Sorry for the stupid questions but this is my first haha

Thanks


----------



## robert421960 (Dec 9, 2010)

wood-worker said:


> So the rod goes in the hole covered by the silver cap ? If so where does the spindle oil go ?
> 
> Sorry for the stupid questions but this is my first haha
> 
> Thanks


no i think he was saying the other hole


----------



## robert421960 (Dec 9, 2010)

3rd pic down shows the hole


----------



## wood-worker (Aug 23, 2012)

Hi I've tried this hole and its just a blank end hole does not go through to spindle but I've had a look and inside the headstock and on the spindle there are two flat bits ground into the spindle looks like a spanner could be fitted over it and the removal tool on the chuck and hopefully this will get it off haha


----------



## robert421960 (Dec 9, 2010)

try it but like steve said if it dont feel right dont do it


----------



## Manuka Jock (Jun 27, 2011)

If that chuck was on there when you bought the lathe , and if it looks to have been there for a long time , it may be that the previous owner always clamped the Morse taper spur drive into the scroll chuck .
Doing it that way is ok and apart from the loss of a few inches of spindle length , all will be well .


----------



## Dave Paine (May 30, 2012)

As the previous reply mentioned, there are spur drives which are intended to be used in a chuck.

This is one which should be available in the UK by Teknatool.

http://www.woodcraft.com/product/2000403/1580/nova-spur-drive-center.aspx

You should be able to find this one, or an equivalent in the UK.
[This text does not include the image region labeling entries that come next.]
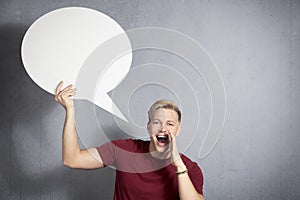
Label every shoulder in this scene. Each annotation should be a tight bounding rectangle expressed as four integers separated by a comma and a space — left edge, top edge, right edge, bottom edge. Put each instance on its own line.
181, 154, 202, 175
111, 139, 149, 153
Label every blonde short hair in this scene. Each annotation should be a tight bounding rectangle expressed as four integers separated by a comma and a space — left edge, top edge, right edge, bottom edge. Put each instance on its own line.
148, 100, 181, 123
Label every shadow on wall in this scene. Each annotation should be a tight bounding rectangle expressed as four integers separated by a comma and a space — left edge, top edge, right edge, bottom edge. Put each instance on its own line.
0, 24, 114, 199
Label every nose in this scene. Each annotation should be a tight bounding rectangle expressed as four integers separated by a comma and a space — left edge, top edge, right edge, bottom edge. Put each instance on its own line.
160, 124, 168, 132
If this were my lathe I would still want to be able to remove the chuck, even if I did use an adapter link in the link.


----------



## Manuka Jock (Jun 27, 2011)

You are really looking at insert removal there , the chuck already being off .
I see in the first photo on your other thread , that you have two chuck spanners , a manual should have the info for doing the job. 

This link may get you to a manual , and tools . 
http://www.lathes.co.uk/coronet%20major/page4.html


----------



## Woodwart (Dec 11, 2012)

If it's like my lathe, there isn't a Morse taper under there. Instead, I have a thread adapter and a chuck, and a steb centre which is designed to be held in a chuck. This I got from MLCS. It works.


----------



## NCPaladin (Aug 7, 2010)

wood-worker said:


> I've had a look and inside the headstock and on the spindle there are two flat bits ground into the spindle looks like a spanner could be fitted over it and the removal tool on the chuck and hopefully this will get it off haha


I have seen a couple of video where the turner did as you described. Opened the headstock an inserted what looked to be an large open end wrench over the spindle.
For additional pressure on the chuck you can use a strap wrench on it or insert a stout steel bar in the jaws of the chuck (closed down on teh bar) for additional leverage.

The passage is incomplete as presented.